God is good, though all else fail, and we, like insects, creep and complain; God is good. It is not religion that makes the old man gloomy—it is not that the Word of God shall not stand forever; but He who has bid us care for the soul, bids us also care for the body. “If one member suffer, all the other members suffer with it.” If we neglect the laws of health, and abuse our bodies, even in His service, he does not guaranty to the delinquent, a strong mind, an unperverted spiritual vision—clouds and darkness will come between us and the Sun of Righteousness, and though we shall feel after Him, we shall grope like children in the dark. It is an earthly physician which such as that old man needs; a tonic for the body, not a sermon from the pulpit. Let him lean upon your arm; lead him forth to the green fields, where every little bird sings God is good; where waving trees and blossoming flowers pass the whisper round with myriad voices; take away the old man’s psalm-book, and let him listen to that anthem, and as the soft breath of spring lifts his white locks from his troubled brow, the film of disease will fall from his eyes, and he, too, shall sing that God is good.
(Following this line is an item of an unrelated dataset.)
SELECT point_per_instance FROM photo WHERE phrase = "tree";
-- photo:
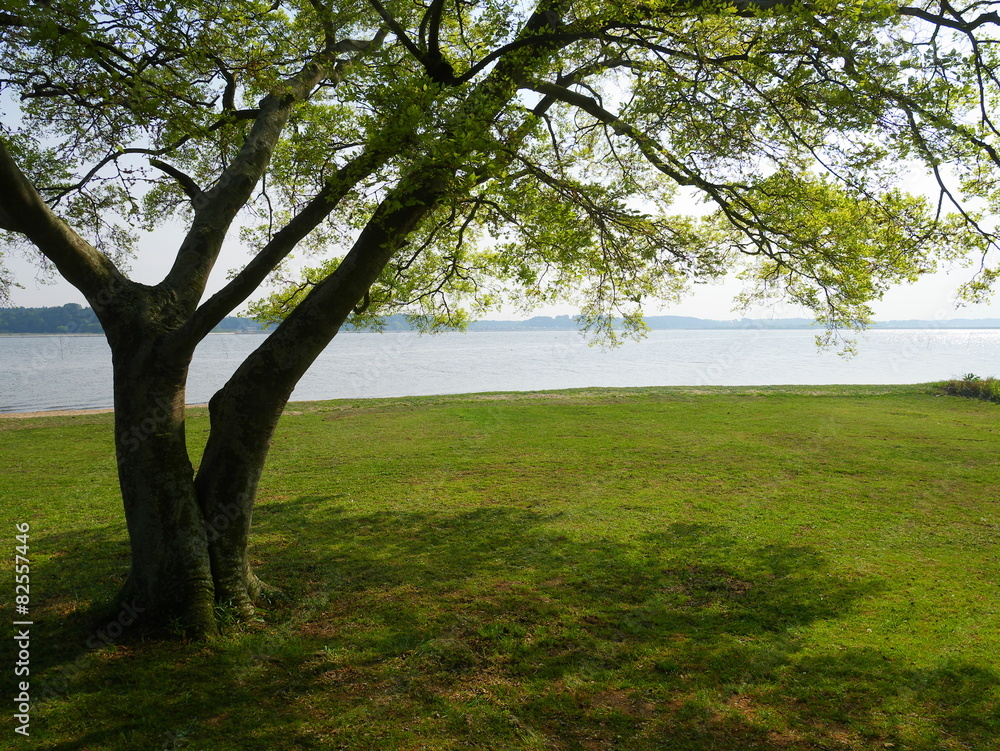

Never lay upon the back of Religion what Dyspepsia should shoulder. The Christian warrior, no more than any other, can afford to neglect or gorge his “rations” when preparing for battle; nor if either faint by the way, in consequence, is it to be laid to the commander.


AWE-FUL THOUGHTS.

“This had, from the very beginning of their acquaintance, induced in her that awe, which is the most delicious feeling a wife can have toward her husband.”

“Awe!”—awe of a man whose whiskers you have trimmed, whose hair you have cut, whose cravats you have tied, whose shirts you have “put into the wash,” whose boots and shoes you have kicked into the closet, whose dressing-gown you have worn while combing your hair; who has been down cellar with you at eleven o’clock at night, to hunt for a chicken-bone; who has hooked your dresses, unlaced your boots, fastened your bracelets, and tied on your bonnet; who has stood before your looking-glass, with thumb and finger on his proboscis, scraping his chin; whom you have buttered, and sugared, and toasted, and tea-ed; whom have seen asleep with his mouth wide open! Ri—diculous!


A WORD TO PARENTS AND TEACHERS.

Why will New York women be eternally munching cake and confectionery? What is more disgusting than to see a lady devouring at a sitting, ounces of burnt almonds, and sugared wine and brandy-drops, or packing away, in her rosy mouth, uncounted platesful of jelly-cake or maccaroons? “But shopping is hungry business;” that is true, and many a shopper comes hungry distances to perform it; but are cake and confectionery wholesome diet between meals? and is not ice-cream at such a time rank poison? Call for a sandwich or a roll, and you may not be considered suicidal.

Every body knows that young girls are foreordained to go through a regular experience in eating slate-pencils, burnt quills, pickles, and chalk; but this green age passed, one looks for a little common sense. I have often seen New York women, not content with ruining their own constitution in this way (and consequently periling their prospective offspring), buy, before leaving the confectioner’s shop, five or six pounds of candy for nursery distribution, and ask Betty, the next day (the sapient mother!), “what can ail those children to fret so?” It were more merciful to purchase a dose of strychnine, and put an immediate end to their misery, than thus murder them by inches. Are the rosy, robust, beautiful English children, candy-fed? Are they suffered to gorge themselves on hot bread, preserves, cake and pastry, ad libitum? Do they have any thing but the plainest puddings, the stalest bread, and the most unmitigated roast and boiled meat, unpoisoned by those dyspepsia-breeding gravies of ours?